In terms of model size, the standard, INC, and STMC variants have similar sizes. However, the causal models are approximately 33% smaller than the non-causal ones. This reduction in size is a result of the smaller kernels used in the causal models, which only consider the past direction.
Table 1. Results of evaluation on desktop using TFLite Model Benchmark Tool. ’C.’ stands for causal
* Difference in metrics due to separate learning of models.
The results depicted by fig. 4 provide insights into how STMC performs with models of different sizes. The SI-SNRi metric remains the same for both INC and STMC models. The absolute peak memory consumption improvement achieved by STMC scales linearly with model size, while the relative improvement compared to INC linearly decreases from 16% to 11%.
In terms of inference time, STMC has a significant impact on all tested models, and the inference time scales linearly with model size. The speed-up of STMC over INC for this particular architecture remains constant at around 81%, except for models of size 1.32 MB and smaller, where the speed-up drops to approximately 74%.
Figure 4. Influence of model size on STMC. A) SI-SNRi B) Improvement over peak memory consumption C) Inference time D) STMC speed-up over INC
The last conducted experiment measured the SI-SNRi metrics of models using different lengths of look-ahead. The results, as shown in Figure 5, indicate that increasing the look-ahead length has a positive impact on the metrics.
It is important to note that the experiment confirms a 6% decrease in metrics, which is solely attributed to the lack of future content. In this test, an interpolation between causal and non-causal networks from the main experiment was performed. The determined characteristic is non-linear, with the first frames appearing to have a more significant impact compared to the future frames on the right side of the plot. Specifically, the first frame increases SI-SNRi by 0.177 dB, while the last frame increases it by 0.019 dB.
To provide a comprehensive analysis, error bars have been included in the plot. These error bars represent the significant differences observed between the same models in this particular experiment. Each specific look-ahead length includes all SI-SNRi results on the validation dataset achieved by the five models trained for that specific look-ahead length.

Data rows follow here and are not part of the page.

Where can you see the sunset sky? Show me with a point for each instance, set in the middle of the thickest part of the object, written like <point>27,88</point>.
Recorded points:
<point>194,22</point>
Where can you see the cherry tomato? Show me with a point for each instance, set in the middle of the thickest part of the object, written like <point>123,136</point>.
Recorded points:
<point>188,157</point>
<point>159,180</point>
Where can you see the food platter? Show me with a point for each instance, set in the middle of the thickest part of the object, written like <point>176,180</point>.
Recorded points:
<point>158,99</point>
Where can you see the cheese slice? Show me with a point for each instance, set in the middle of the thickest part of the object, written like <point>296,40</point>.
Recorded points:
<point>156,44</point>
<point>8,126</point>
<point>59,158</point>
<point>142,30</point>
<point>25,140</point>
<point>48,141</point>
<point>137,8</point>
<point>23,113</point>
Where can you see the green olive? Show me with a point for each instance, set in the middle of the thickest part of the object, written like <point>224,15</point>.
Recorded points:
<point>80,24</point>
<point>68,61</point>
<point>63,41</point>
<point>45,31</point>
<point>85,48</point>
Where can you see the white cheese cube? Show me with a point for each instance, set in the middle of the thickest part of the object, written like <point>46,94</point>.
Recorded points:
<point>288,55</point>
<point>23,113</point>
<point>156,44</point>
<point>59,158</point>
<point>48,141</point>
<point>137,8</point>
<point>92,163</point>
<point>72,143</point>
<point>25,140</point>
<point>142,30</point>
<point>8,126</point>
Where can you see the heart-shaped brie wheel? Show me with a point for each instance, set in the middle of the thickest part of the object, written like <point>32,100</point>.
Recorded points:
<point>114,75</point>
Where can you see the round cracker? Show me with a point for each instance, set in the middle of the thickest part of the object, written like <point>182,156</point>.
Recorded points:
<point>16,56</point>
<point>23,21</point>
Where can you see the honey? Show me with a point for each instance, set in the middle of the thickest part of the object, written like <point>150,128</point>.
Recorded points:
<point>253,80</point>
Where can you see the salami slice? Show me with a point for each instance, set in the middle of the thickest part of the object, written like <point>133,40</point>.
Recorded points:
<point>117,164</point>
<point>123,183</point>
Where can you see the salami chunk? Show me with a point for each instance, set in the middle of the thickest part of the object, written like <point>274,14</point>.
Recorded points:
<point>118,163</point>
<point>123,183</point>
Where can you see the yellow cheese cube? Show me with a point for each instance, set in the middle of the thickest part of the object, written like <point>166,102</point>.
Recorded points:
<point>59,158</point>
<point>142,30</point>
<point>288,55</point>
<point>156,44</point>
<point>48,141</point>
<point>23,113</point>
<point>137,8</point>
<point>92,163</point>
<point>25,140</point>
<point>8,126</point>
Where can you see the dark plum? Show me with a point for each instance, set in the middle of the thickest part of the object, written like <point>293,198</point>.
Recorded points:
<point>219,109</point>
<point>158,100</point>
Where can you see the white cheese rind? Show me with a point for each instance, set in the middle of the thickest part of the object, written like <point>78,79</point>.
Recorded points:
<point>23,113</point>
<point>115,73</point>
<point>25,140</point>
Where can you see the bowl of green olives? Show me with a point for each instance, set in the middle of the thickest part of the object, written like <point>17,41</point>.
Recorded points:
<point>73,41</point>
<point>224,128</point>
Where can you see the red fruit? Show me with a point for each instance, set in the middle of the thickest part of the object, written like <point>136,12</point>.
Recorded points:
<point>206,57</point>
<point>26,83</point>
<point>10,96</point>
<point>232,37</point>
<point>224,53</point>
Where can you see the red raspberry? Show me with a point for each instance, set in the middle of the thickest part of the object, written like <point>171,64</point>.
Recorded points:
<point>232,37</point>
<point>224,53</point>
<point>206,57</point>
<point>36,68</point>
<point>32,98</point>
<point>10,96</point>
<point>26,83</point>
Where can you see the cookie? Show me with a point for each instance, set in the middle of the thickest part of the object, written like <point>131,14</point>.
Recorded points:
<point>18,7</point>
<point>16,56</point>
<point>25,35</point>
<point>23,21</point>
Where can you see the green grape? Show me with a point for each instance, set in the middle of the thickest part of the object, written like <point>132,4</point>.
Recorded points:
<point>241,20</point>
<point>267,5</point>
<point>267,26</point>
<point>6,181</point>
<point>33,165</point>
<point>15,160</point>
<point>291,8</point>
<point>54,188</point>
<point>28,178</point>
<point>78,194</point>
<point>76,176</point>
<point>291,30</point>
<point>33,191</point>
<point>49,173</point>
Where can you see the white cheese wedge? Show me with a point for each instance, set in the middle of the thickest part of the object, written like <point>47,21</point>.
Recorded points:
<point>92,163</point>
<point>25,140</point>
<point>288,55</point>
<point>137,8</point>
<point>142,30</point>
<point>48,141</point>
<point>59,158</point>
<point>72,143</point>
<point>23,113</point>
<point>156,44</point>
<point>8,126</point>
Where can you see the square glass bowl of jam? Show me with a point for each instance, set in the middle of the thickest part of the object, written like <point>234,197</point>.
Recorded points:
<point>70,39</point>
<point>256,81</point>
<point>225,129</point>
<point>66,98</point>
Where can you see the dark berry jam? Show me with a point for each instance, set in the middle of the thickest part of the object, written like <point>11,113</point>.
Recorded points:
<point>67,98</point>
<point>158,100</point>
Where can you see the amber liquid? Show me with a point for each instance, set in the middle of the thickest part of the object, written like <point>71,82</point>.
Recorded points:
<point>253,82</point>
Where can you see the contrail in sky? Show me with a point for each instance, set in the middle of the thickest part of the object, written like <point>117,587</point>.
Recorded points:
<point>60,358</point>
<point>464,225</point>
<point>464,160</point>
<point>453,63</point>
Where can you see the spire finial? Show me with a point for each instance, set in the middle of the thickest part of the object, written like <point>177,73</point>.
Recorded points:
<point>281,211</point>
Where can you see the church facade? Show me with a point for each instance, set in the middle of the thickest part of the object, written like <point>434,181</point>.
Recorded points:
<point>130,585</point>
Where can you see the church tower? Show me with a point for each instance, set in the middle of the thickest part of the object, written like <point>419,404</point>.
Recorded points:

Figure 5. Influence of look-ahead on SI-SNRi
In this blog post, we have described a method to address several important aspects of convolutional neural network (CNN) models, including inference time, latency, memory consumption, and computational complexity. The proposed method is based on buffering past states of the model at each convolutional and pooling layer, allowing for the efficient reconstruction of the model's receptive field. Importantly, this method does not compromise the output quality of the model.
By leveraging the STMC method, we can achieve improved efficiency and resource utilization in CNN models without sacrificing the quality of their outputs. This has important implications for a wide range of applications that rely on CNNs, enabling more efficient and effective deployment in real-world scenarios.